16 February 2026

Vision on AI Impact in Software Development — Part 1: Bert Jan Schrijver

OpenValue’s CTO Bert Jan Schrijver on why developers must embrace AI as a power tool — not a replacement — and what that means for the craft of building software.

Series introduction: In this blog series “Vision on AI Impact in Software Development”, OpenValue experts share their honest, practical perspective on how AI is reshaping our industry. No hype, no fear — just real insights from people who build software every day. We kick off with Bert Jan Schrijver, CTO at OpenValue, Java Champion, NLJUG Community Leader and Duke’s Choice Award winner. Bert Jan has spent over 15 years at the intersection of software architecture, developer communities, and technology leadership.

Bert Jan Schrijver — Vision on AI Impact in Software Development

The Moment AI Got Real

Three years ago, Bert Jan put a large language model (LLM) to the test. The team at OpenValue took the same coding challenge they use to assess developers and fed it to ChatGPT. The results were unmistakable: AI was getting remarkably good at producing working code.

“That was the moment I started thinking seriously about whether AI would eventually replace developers,” Bert Jan recalls. But the picture has since become much more nuanced.

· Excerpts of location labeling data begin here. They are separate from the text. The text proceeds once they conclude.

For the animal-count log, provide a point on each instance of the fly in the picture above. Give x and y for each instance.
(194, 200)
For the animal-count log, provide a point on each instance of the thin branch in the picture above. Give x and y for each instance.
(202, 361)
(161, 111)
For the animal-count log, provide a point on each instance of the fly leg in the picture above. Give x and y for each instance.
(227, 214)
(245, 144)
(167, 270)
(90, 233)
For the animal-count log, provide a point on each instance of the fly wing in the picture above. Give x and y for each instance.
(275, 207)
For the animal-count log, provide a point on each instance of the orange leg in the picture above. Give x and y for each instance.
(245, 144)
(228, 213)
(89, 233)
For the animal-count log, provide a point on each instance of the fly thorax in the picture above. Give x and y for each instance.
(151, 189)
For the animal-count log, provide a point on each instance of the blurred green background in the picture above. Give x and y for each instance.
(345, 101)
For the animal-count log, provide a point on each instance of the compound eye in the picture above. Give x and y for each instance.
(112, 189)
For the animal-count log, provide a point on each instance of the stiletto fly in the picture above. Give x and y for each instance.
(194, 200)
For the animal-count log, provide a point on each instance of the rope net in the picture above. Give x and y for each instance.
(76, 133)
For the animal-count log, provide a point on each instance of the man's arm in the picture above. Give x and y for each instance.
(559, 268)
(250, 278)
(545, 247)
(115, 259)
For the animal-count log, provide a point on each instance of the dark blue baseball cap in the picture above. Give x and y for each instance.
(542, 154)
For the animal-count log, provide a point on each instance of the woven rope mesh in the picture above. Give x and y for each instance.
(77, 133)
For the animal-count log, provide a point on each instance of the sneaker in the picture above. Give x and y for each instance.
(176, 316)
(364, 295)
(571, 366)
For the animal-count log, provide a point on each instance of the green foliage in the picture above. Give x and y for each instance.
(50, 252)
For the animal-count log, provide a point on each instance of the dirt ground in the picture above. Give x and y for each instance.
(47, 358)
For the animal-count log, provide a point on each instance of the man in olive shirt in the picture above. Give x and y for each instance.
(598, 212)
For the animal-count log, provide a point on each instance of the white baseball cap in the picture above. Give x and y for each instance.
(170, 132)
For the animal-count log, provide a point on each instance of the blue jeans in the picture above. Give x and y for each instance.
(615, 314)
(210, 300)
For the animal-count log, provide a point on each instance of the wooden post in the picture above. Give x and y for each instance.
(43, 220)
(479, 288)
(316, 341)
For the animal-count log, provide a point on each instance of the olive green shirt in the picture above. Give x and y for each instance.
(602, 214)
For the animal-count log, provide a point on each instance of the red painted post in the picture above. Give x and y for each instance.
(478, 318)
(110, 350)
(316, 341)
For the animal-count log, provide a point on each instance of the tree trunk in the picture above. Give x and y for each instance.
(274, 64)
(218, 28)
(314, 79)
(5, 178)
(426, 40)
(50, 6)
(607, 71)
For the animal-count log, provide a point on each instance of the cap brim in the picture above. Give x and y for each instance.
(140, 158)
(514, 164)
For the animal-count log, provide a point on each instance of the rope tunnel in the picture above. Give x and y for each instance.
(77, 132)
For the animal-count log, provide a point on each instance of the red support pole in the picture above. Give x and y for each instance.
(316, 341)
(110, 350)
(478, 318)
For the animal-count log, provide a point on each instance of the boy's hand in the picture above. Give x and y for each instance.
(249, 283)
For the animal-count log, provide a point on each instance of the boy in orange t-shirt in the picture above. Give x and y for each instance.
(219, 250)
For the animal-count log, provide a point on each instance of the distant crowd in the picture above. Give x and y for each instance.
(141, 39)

Fast forward to late 2025, and the evidence is everywhere. Bert Jan has been participating in Advent of Code — an annual programming competition in December — for years. This past edition was the first time he noticed something fundamentally different. “I could throw the puzzle description into a model, get working code back, drop it into my IDE, run it, and get the right answer. As a developer, that same puzzle would cost you fifteen minutes to an hour. The AI does it in seconds.”

The productivity gains are real. But Bert Jan is quick to point out something that gets lost in the excitement: writing code has never been the hard part.

The Real Challenge Was Never Typing Code

“We’ve been moving to higher abstraction levels for decades. Building a REST server used to take 300 lines of code. Now it takes three. The real challenge was always somewhere else.”Bert Jan Schrijver

Software development, Bert Jan argues, has always been about much more than the act of writing code. It’s about understanding what a client actually needs, translating fuzzy business requirements into concrete architecture decisions, designing for quality attributes like security, scalability, and maintainability — and then validating that everything works as intended.

“The real work sits in getting requirements out of people’s heads, understanding the domain, designing the right architecture, defining non-functional requirements, testing, deploying, and making sure things run at scale. Writing code is a fraction of that.”

This is why Bert Jan sees AI not as a threat to the profession, but as a shift in emphasis. The developer’s role is moving — gradually but unmistakably — from execution toward orchestration and validation. You spend less time writing code and more time setting the right context, giving clear instructions, and critically reviewing what comes back.

“It’s like going from being the one who builds the house to being the architect and building inspector rolled into one. You still need to understand every brick — you just don’t lay them all yourself anymore.”

Bert Jan Schrijver — hosting a talk at a Meetup

Three Categories of AI in Software Development

At OpenValue, the practical use of AI in daily work falls into three distinct categories.

General productivity tools. These are the non-developer-specific applications that everyone can benefit from. Think meeting transcriptions with automatic summaries, using ChatGPT to brainstorm solutions, or generating first drafts of documentation. “This saves real time,” Bert Jan notes. “After a meeting, instead of spending thirty minutes writing up notes and action items, the AI does it in seconds. And you can share it with people who weren’t there.”

AI-assisted coding. This is where tools like GitHub Copilot, JetBrains’ AI assistant, and Claude Code come in — AI that lives inside your development environment and helps you write, understand, and refactor code faster. “We’re seeing roughly 10 to 20 percent productivity improvement when these tools are used well,” Bert Jan estimates. He’s careful to add a nuance though: the benefit depends heavily on experience level. Mid-level to early senior developers tend to gain the most. Juniors often can’t properly assess the quality of AI-generated output, while true seniors are already fast enough that the marginal gain is smaller.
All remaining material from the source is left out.